In Lateinamerika rechtfertigten liberale politische Denker von Bolívar bis Sarmiento lange vor Hayek autoritäre Herrschaft in „rückständigen“ Gesellschaften. Der Neoliberalismus erscheint so weniger als eine Neuerfindung denn als Adaption liberaler Ideen an globale politische Gegebenheiten des 20. Jahrhundert, insbesondere der Auflösung der Kolonialreiche und der Durchsetzung von Demokratien. „Globalists“ ist eine faszinierende und hervorragend recherchierte Ideengeschichte dieses Neoliberalismus, die sich wohltuend von vielen polemischen Studien unterscheidet. Konzepte anti-liberaler Demokratie und wirtschaftsliberaler Autokratie sowie politische Ordnungen, die durch populistische Reaktionen auf Massenmigration bedroht werden sind hochrelevante zeitgenössische politische Themen. In Slobodians Studie der Neoliberalen erhalten sie eine aufschlussreiche historische Tiefenschärfe.

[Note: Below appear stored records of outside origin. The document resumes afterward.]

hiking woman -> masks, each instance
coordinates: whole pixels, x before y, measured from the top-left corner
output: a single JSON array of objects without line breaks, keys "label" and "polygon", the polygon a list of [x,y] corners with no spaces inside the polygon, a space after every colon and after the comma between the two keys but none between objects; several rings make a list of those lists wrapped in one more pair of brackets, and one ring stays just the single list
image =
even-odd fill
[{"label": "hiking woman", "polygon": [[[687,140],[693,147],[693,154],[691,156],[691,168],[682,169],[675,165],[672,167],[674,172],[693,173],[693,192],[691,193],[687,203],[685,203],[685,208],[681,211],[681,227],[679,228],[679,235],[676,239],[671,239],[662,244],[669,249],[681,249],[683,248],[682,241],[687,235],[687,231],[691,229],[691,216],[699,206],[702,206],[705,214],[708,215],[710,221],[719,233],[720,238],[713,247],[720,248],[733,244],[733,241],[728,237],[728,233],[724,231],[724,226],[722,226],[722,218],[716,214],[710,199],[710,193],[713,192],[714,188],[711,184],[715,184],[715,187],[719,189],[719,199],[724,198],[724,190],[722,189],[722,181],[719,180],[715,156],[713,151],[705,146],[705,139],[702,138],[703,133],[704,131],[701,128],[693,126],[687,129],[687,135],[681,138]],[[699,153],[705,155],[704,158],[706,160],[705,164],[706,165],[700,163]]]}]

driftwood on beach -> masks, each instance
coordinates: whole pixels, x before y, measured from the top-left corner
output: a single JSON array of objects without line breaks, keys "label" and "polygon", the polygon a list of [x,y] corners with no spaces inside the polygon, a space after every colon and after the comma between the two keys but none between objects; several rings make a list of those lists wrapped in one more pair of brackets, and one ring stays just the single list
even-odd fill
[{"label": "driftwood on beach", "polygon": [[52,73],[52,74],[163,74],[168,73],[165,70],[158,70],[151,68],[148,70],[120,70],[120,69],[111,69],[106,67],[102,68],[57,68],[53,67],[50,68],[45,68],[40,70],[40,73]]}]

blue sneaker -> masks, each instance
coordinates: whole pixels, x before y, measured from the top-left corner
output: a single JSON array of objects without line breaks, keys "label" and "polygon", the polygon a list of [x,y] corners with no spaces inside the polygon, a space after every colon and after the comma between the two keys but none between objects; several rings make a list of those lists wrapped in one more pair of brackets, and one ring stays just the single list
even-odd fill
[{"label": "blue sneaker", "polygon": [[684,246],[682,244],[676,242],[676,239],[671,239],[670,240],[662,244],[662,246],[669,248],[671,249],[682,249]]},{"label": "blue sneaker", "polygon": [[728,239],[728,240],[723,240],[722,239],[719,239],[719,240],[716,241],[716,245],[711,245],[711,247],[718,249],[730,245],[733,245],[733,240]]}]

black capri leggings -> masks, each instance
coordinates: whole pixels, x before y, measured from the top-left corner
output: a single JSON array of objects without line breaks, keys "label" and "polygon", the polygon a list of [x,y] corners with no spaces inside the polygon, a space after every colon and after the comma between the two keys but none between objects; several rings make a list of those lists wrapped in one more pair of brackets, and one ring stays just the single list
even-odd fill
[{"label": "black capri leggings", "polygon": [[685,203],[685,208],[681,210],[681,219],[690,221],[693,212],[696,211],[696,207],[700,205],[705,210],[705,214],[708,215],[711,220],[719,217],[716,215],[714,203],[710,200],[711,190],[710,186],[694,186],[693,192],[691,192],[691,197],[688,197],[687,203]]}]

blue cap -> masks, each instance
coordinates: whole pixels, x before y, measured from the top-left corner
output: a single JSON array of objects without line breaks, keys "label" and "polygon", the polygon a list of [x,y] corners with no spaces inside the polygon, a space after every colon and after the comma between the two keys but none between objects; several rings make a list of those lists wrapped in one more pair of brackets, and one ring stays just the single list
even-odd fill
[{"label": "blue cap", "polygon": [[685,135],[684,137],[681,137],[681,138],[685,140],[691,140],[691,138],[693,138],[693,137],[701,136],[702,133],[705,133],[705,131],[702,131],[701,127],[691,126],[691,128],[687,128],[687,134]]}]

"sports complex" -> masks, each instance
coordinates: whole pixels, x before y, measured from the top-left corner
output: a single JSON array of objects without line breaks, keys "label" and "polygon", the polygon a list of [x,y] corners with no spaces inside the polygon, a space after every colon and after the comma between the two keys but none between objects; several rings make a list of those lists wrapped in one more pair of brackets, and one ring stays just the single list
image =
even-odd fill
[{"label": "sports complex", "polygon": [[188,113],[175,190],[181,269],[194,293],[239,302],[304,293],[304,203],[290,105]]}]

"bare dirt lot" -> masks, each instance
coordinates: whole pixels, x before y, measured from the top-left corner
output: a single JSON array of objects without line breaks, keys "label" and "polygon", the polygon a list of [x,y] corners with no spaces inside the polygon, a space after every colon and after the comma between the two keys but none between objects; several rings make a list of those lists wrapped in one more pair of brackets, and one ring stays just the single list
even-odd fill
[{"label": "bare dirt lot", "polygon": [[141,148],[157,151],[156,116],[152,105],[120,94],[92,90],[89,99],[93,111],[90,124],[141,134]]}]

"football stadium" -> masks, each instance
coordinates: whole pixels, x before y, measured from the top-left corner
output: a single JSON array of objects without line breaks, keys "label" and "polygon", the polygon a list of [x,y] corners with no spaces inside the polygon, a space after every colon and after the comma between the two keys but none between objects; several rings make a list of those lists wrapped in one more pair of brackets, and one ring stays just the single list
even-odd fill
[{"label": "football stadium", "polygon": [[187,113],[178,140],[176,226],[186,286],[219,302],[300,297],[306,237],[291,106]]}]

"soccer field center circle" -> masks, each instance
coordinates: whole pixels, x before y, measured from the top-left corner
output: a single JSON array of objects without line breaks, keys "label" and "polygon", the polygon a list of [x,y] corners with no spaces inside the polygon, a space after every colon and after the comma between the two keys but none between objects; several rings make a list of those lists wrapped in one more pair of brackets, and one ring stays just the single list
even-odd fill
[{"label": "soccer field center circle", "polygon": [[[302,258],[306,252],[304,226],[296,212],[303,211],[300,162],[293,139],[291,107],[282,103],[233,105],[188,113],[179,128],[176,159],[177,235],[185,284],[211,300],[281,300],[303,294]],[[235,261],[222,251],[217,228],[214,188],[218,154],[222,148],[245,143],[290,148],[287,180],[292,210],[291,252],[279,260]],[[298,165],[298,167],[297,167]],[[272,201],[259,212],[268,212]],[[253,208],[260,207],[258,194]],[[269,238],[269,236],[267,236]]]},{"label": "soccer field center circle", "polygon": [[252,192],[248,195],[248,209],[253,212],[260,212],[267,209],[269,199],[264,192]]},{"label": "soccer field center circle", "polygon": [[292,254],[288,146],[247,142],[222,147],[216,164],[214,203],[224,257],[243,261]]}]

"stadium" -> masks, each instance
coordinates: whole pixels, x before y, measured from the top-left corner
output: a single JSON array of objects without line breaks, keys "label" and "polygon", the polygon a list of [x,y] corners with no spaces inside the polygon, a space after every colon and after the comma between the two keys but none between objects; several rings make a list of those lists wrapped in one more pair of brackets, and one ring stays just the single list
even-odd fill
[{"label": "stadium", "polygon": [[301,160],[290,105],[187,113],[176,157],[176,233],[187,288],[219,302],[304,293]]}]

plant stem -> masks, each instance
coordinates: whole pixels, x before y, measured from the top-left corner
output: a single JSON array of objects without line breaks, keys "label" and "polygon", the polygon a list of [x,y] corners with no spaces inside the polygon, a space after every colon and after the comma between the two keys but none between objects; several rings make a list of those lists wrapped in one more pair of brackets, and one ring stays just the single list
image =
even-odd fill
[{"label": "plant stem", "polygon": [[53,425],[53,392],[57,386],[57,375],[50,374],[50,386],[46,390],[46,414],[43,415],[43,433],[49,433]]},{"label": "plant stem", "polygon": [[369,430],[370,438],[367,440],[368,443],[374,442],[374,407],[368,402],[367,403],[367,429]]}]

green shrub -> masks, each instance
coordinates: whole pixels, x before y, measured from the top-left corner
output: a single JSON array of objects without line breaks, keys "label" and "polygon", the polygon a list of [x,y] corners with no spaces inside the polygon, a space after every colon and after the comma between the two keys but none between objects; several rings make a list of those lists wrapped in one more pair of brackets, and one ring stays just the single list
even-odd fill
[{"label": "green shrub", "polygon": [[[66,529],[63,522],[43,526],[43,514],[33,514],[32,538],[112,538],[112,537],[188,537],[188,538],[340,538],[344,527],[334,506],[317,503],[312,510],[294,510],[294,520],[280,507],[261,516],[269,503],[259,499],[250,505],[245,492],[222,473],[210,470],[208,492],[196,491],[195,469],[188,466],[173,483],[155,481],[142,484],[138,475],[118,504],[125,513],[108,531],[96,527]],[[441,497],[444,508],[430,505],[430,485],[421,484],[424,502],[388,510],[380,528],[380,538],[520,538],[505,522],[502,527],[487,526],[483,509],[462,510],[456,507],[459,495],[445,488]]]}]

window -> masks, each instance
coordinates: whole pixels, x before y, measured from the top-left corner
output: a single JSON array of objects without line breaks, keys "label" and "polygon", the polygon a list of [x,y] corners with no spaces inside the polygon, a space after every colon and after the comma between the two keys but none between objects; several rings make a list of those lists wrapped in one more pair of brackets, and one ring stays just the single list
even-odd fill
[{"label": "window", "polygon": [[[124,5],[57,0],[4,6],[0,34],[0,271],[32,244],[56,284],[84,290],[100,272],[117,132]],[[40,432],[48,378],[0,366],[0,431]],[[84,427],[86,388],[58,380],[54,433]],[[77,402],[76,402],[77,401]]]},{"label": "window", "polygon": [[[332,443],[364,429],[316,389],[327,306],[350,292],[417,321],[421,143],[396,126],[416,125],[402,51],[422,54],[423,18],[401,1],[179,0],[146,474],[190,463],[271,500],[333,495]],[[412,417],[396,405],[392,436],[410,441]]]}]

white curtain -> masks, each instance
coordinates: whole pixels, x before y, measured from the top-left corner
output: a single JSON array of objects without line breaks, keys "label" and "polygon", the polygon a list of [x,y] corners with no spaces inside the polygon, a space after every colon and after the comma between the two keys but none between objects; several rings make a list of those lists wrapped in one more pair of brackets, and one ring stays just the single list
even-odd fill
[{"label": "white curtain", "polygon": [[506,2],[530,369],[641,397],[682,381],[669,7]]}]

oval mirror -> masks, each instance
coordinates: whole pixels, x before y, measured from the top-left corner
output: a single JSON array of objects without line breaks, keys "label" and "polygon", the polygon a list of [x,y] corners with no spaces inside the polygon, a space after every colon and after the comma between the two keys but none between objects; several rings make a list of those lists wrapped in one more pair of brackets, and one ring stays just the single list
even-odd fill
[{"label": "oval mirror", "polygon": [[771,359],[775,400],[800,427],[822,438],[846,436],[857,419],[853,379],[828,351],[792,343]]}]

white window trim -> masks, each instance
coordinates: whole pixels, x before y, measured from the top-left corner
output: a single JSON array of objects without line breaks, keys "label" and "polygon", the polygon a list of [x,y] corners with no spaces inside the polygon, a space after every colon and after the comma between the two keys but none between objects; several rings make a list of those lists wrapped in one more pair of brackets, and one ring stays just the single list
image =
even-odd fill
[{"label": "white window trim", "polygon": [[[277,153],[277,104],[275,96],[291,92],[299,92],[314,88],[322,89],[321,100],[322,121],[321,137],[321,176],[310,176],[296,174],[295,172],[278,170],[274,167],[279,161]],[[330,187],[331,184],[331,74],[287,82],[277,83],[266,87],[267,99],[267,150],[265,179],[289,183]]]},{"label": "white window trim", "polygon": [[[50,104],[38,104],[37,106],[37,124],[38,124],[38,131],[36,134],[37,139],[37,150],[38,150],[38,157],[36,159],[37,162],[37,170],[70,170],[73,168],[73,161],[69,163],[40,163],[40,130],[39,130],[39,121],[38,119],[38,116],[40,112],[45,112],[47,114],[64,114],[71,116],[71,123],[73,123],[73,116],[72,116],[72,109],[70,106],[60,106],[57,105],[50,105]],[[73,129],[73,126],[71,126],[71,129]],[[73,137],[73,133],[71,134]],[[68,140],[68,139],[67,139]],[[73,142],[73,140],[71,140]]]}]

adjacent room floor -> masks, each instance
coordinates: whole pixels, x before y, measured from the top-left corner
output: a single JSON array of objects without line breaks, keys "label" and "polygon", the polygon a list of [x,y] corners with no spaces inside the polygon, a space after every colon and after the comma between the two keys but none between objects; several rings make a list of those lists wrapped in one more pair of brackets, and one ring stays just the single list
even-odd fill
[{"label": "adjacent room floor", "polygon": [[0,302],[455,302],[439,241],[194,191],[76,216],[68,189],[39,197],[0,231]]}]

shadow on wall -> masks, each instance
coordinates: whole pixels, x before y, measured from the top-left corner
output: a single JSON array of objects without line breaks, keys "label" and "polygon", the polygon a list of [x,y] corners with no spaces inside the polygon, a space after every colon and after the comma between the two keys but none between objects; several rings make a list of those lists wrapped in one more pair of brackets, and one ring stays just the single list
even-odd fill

Quinn Slobodian: Globalisten – Das Ende der Imperien und die Geburt des Neoliberalismus. Suhrkamp, 2019. 522 Seiten, ca. SFr 44.00. ISBN 978-3-518-42903-7
Quelle: hsozkult.de… vom 2. Dezember 2019
[1] Lisa Nienhaus, Sind Sie neoliberal, Herr Lindner? Ein Gespräch mit dem Parteivorsitzenden der FDP über Mutproben, Steuerpläne und den Traum vom eigenen Haus, in: Die Zeit, 21.6.2017, https://www.zeit.de/2017/26/christian-lindner-fdp-interview (23.07.2018); George Monbiot, Neoliberalism – the ideology at the root of all our problems, in: The Guardian, 15.4.2016, https://www.theguardian.com/books/2016/apr/15/neoliberalism-ideology-problem-george-monbiot (09.07.2018).
[2] Daniel Stedman Jones, Masters of the Universe. Hayek, Friedman, and the Birth of Neoliberal Politics, Princeton 2012; Philip Mirowski / Dieter Plehwe (Hrsg.), The Road from Mont Pèlerin. The Making of the Neoliberal Thought Collective, Harvard 2009.